A confirmatory factor analysis using these four factors showed that the coefficient of variation of the factor loadings was 20, 18, 18, and 19%, respectively, implying similar loadings for each item within a given factor. A comparison of factor loadings (differential item function) by gender and by ASD vs. non-ASD showed no significant differences with the mean difference of 18% or less.
Fifteen ASD subjects and fifteen comparison subjects without another DSM-IV-TR diagnosis were retested at UCLA after a mean interval of 1 year (maximum interval 15 months, minimum interval 10 months) The initial RAADS-R mean score for the ASA subjects was 155, and when repeated was 149. The initial RAADS-R mean score for the comparison subjects was 20, and 21 when repeated (Table 7 contains the statistical analyses for test–retest data).
The total mean RAADS-R scores for the ASD subjects from each of the 9 centers were significantly different from the comparison groups (p < .0001) and there were significant differences between the universities (see Table 8).

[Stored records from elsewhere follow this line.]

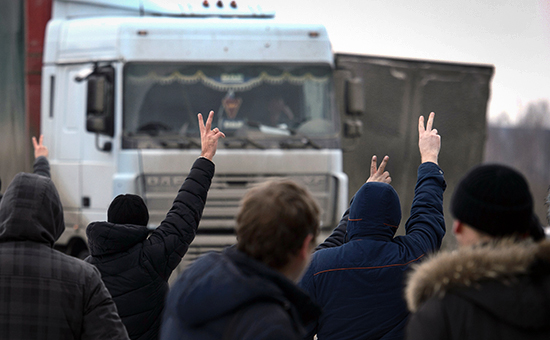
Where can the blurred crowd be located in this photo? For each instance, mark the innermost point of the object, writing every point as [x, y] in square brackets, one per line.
[278, 281]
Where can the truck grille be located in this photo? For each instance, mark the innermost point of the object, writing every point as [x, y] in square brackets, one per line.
[225, 195]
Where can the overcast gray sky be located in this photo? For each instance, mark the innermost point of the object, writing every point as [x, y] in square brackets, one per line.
[512, 35]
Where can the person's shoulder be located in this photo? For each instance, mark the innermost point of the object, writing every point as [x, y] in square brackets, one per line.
[266, 320]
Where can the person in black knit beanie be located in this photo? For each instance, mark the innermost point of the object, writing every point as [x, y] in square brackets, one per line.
[135, 261]
[497, 284]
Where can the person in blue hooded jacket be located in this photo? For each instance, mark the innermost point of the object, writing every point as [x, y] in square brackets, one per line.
[357, 275]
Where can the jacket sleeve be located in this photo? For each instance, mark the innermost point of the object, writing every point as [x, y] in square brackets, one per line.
[307, 284]
[428, 322]
[167, 244]
[100, 320]
[426, 224]
[41, 166]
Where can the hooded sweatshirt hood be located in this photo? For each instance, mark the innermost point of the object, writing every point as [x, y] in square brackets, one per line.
[31, 210]
[108, 238]
[375, 211]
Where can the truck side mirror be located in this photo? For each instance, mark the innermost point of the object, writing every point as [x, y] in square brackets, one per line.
[355, 96]
[353, 128]
[100, 102]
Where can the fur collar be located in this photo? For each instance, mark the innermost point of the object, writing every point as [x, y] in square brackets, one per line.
[466, 267]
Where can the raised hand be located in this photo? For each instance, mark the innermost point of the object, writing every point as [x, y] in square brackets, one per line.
[429, 142]
[39, 148]
[209, 138]
[379, 174]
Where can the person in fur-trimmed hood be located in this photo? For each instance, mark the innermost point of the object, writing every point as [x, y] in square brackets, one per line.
[497, 284]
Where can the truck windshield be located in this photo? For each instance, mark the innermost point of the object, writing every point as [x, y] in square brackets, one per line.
[256, 106]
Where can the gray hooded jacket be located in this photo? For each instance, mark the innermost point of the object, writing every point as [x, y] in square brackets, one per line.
[45, 294]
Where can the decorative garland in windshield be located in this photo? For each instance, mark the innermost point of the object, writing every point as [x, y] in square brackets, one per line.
[227, 82]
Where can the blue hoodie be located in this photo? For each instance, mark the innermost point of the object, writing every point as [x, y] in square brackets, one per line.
[359, 284]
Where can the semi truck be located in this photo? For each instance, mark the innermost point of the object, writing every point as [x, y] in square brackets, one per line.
[122, 83]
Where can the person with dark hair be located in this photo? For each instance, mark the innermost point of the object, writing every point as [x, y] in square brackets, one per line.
[249, 291]
[136, 263]
[357, 275]
[45, 294]
[497, 284]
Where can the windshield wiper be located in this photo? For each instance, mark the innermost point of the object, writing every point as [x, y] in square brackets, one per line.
[182, 142]
[299, 144]
[304, 140]
[241, 143]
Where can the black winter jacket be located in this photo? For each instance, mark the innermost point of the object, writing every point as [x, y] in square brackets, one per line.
[497, 291]
[135, 267]
[231, 296]
[45, 294]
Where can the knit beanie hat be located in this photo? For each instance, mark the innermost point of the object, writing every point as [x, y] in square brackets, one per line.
[494, 199]
[128, 209]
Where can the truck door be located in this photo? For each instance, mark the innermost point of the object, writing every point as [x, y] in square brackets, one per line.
[397, 92]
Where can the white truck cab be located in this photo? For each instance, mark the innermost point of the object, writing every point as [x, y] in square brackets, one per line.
[122, 86]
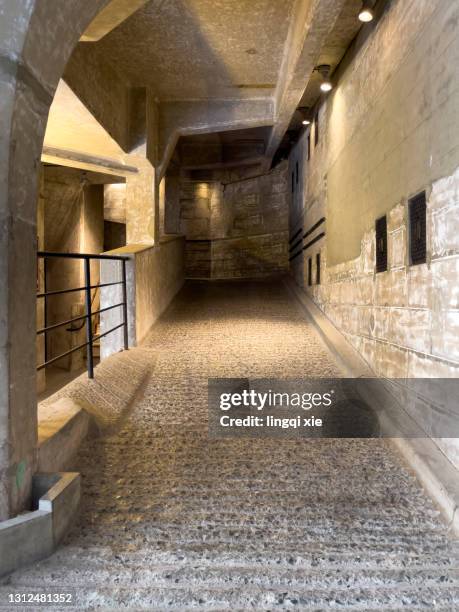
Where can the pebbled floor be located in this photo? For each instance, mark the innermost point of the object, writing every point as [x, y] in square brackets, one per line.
[173, 520]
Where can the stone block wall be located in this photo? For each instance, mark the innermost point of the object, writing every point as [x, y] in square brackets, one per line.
[235, 227]
[389, 131]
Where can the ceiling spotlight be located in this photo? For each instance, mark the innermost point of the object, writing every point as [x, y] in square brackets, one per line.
[324, 71]
[366, 12]
[305, 112]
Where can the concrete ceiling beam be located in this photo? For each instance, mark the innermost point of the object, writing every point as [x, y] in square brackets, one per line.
[110, 17]
[311, 23]
[190, 117]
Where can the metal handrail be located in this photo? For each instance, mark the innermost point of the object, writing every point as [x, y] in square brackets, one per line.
[89, 313]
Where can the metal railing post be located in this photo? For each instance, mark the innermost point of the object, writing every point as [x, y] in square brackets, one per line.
[125, 328]
[89, 339]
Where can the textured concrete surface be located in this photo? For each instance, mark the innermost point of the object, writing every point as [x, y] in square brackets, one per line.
[154, 275]
[383, 138]
[34, 535]
[30, 67]
[172, 519]
[235, 226]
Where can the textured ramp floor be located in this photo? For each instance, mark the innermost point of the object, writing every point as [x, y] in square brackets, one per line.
[171, 519]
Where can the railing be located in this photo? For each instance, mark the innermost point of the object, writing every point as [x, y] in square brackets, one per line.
[89, 313]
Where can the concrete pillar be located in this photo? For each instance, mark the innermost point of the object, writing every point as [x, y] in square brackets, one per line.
[142, 200]
[30, 67]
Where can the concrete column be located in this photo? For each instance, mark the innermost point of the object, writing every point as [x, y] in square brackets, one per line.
[142, 201]
[30, 67]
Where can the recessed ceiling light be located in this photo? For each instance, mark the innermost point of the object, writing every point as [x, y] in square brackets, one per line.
[324, 70]
[366, 13]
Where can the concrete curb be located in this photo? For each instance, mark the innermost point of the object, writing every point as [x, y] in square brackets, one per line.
[35, 535]
[435, 472]
[62, 428]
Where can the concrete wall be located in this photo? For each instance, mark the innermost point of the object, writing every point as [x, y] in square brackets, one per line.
[235, 227]
[389, 131]
[101, 90]
[73, 222]
[30, 67]
[154, 275]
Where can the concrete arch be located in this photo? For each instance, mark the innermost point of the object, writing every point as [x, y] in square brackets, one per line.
[36, 40]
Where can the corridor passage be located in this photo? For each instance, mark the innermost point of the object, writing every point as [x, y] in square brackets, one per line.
[171, 519]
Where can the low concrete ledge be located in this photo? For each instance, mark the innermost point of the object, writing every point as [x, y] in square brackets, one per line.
[349, 359]
[62, 427]
[435, 472]
[33, 536]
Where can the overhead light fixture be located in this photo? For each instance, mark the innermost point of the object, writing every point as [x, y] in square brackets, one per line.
[324, 71]
[366, 12]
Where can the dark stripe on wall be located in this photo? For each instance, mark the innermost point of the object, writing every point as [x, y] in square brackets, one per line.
[296, 234]
[313, 241]
[314, 227]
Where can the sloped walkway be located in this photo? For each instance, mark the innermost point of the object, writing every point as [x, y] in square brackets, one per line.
[173, 520]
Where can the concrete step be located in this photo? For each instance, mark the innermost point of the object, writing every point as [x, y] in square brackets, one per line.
[84, 572]
[263, 599]
[203, 556]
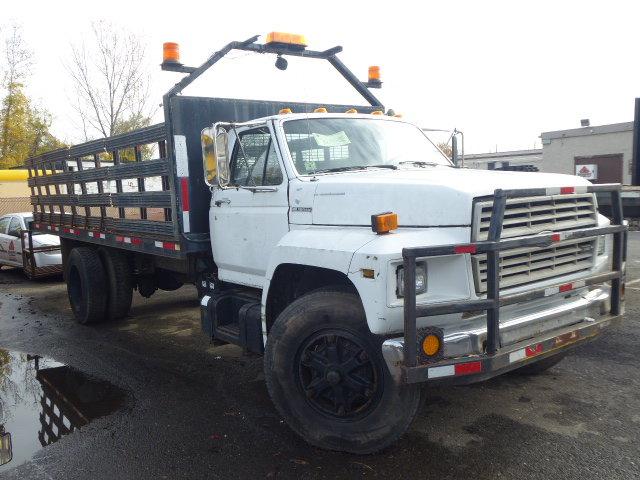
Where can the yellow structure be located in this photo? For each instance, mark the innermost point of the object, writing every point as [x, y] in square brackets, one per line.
[14, 191]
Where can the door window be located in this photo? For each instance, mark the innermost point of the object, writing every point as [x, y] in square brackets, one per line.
[254, 161]
[4, 223]
[14, 227]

Clinical Implications of RAADS-R Scores
A RAADS-R score of 65 or greater is consistent with a clinical diagnosis of ASD. A RAADS-R score of 64 or lower is not consistent with a diagnosis of ASD (sensitivity = 97%, specificity = 100%). It must be emphasized, however, that if a subject has a score of 64 or lower but clinical judgment indicates that ASD is present, the clinical judgment should take precedence. This is due to the many limitations of self-rating scales that will be elaborated upon in the discussion section.